Quelque chose manquait, mais quoi ?
« Très vite, j’ai compris ce qui causait mon insatisfaction. Toutes les intrigues reproduisent le même schéma: invariablement les assassins appartiennent à la classe dirigeante, nobles corrompus, industriels douteux, politiciens véreux, bigots hypocrites et vicieux, militaires factieux, magouilleurs vêtus de cachemire et de soie, spéculateurs sans scrupules, banquiers louches, j’en passe ; invariablement aussi, les humbles y sont les victimes innocentes des turpitudes des puissants. C’est un monde en noir et blanc. »
« Les Brunetti sont écologistes avec une nuance d’ironie. Généreux, ils ont l’aisance tranquille de ceux qui se savent à l’abri du besoin. Ils peuvent se permettre d’accrocher un tableau de Tintoretto dans leur cuisine. Paola, la fille unique du comte Falier, l’un des hommes les plus riches et les plus puissants de la ville, héritera de sa fortune. Faut-il préciser que Paola est une féministe déterminée? »
Voilà donc ce qui permet à Michel Janicot del Castillo de définir le bo-bo vénitien : écologiste, féministe et héritier. Mais les Brunetti ont une tare encore plus grande à ses yeux : ils sont de gauche !
« Anciens militants de gauche, l’un, le commissaire, a perdu toute foi dans la politique, cependant que Paola vote, sans trop d’illusions, communiste. »
Forcément, puisqu’ils sont de gauche, ils sont déçus par cette idéologie, mais ils restent ficèles aux politiques qui la défendent. Forcément, les gens de gauche sont tous des abrutis finis qui n’ont aucune culture…
Pas tout à fait, puisque « elle enseigne la littérature anglaise à l’université, il lit à ses moments de loisir Thucydide ou Hérodote, quand ce n’est pas La guerre des Gaules ou Tacite. Ils professent des idées toujours justes et généreuses. »
On est en effet, avec la famille Brunetti, à mille lieu de celle de Michel Janicot del Castillo.
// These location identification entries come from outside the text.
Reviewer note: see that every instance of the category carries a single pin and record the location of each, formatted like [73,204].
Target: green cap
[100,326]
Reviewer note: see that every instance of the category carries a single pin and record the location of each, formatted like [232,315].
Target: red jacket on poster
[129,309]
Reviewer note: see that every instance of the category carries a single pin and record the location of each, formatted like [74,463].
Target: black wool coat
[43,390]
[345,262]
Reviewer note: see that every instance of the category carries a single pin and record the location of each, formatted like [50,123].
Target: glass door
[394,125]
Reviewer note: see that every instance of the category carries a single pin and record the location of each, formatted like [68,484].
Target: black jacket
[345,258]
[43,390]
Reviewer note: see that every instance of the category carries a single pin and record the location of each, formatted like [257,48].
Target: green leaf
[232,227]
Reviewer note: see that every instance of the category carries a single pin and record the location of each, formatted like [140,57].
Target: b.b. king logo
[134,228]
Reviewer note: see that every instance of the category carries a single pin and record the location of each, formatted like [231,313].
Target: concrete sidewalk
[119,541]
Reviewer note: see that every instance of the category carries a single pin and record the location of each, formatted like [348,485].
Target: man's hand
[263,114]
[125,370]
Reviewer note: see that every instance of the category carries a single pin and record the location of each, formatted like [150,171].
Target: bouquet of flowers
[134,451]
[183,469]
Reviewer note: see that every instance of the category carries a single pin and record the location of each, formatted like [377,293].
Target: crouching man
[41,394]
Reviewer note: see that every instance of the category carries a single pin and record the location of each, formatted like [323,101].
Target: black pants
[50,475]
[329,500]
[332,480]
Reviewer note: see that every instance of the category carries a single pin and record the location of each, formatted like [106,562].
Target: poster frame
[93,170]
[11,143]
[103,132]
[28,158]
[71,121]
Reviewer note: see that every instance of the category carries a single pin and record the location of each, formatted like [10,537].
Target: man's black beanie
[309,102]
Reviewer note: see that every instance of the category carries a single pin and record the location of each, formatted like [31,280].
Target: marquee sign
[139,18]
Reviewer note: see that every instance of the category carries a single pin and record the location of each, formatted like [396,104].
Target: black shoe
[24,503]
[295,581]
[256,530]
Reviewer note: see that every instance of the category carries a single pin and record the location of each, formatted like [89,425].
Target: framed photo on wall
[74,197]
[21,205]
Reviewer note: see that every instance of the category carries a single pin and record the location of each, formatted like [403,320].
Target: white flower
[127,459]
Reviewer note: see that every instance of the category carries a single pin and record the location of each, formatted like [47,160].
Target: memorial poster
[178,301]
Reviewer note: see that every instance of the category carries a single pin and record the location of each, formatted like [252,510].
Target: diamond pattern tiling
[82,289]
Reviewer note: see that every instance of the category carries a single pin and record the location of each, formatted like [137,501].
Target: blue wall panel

Il n’a même pas su résister aux deux monstres qu’il a eus pour géniteurs. Rue des Archives nous faisait assister à la fin de sa mère, ogresse octogénaire, obèse et invalide, que n’effleurait nul remords et qui ne régnait plus que sur un grouillement de vermine. Son nouveau récit autobiographique, De père français, nous peint le monstre mâle. « Mon assassin« , écrit-il dès la première phrase. La liste des crimes de ce père semblerait interminable. Qu’on sache seulement que ce lâche abandonna sa femme et leur fils dans la tourmente madrilène de la guerre civile. Et lorsque, en 1940, cette femme, républicaine espagnole, vint à Clermont-Ferrand lui demander secours, pour s’en débarrasser il la dénonça comme « étrangère indésirable« . Arrêtée, elle se retrouva internée au camp de Rieucos. Son petit garçon la rejoignit bientôt derrière les barbelés.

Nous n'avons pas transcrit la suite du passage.